2015 read #22: The Last Testament of Oscar Wilde by Peter Ackroyd.

The Last Testament of Oscar Wilde by Peter Ackroyd
185 pages
Published 1983
Read from April 25 to May 1
Rating: ★★★½ out of 5

"Time is eternal and simultaneous." Such is written on the endsheet of this particular library copy. This approximation of profundity was jotted down in response to a passage late in The Last Testament of Oscar Wilde, in which Ackroyd has his narrator Wilde recount,
'I will tell you a secret,' I said to him. 'I have told you that our age is primitive and terrible. Well, the next age will be primitive also, and then the next, and then the next.'

Dante walks in exile at the same time as Augustine speaks in market place of Tyre, and Samson is led into the air by a boy. There is a picture of a young man in the Louvre -- a prince, I believe, and his eyes are sad. I would like to see that picture again before I die. I would like to return to that past -- to enter another man's heart.
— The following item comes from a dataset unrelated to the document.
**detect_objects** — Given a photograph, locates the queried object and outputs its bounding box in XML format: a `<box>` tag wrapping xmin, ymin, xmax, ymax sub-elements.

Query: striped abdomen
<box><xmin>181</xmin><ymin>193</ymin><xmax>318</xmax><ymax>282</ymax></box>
In that moment of transition, when I was myself and someone else, of my own time and in another's, the secrets of the universe would stand revealed.
The beauty, and occasionally the frustration, of literary fiction is that few things are spelled out, and each reader fashions their own understanding from the impressions presented. I certainly would not extract some pop science pseudo-physics mysticism from the above passage. Hewing close to the obvious themes, I thought instead of the isolation of the artist and the critic of society, the "primitive" and "terrible" human society which, for all its cosmetic shifts, changes not at all in how it seizes upon and hounds the outsider.

I haven't read much at all of Wilde's actual work -- only The Picture of Dorian Grey, and that was eleven years ago. Ackroyd excels in his pastiche of Wilde's style and quickness with an epigram, as far as I can tell; the first half or so of the book had me giggling with every page. But, as is my common reaction to Ackroyd's recent history digests, I came away from this Testament not feeling I had learned anything much about Wilde as a person. Ackroyd's Wilde returns to themes of masks, of identity, of art and beauty as ideals, and either I'm too dense or my attention was too scattered to appreciate it, because I didn't feel like those themes got developed or elaborated beyond a Cliffs Notes sketch. The ending was affecting, and much of the early going was delightfully wry, but I just didn't click with this read as a whole.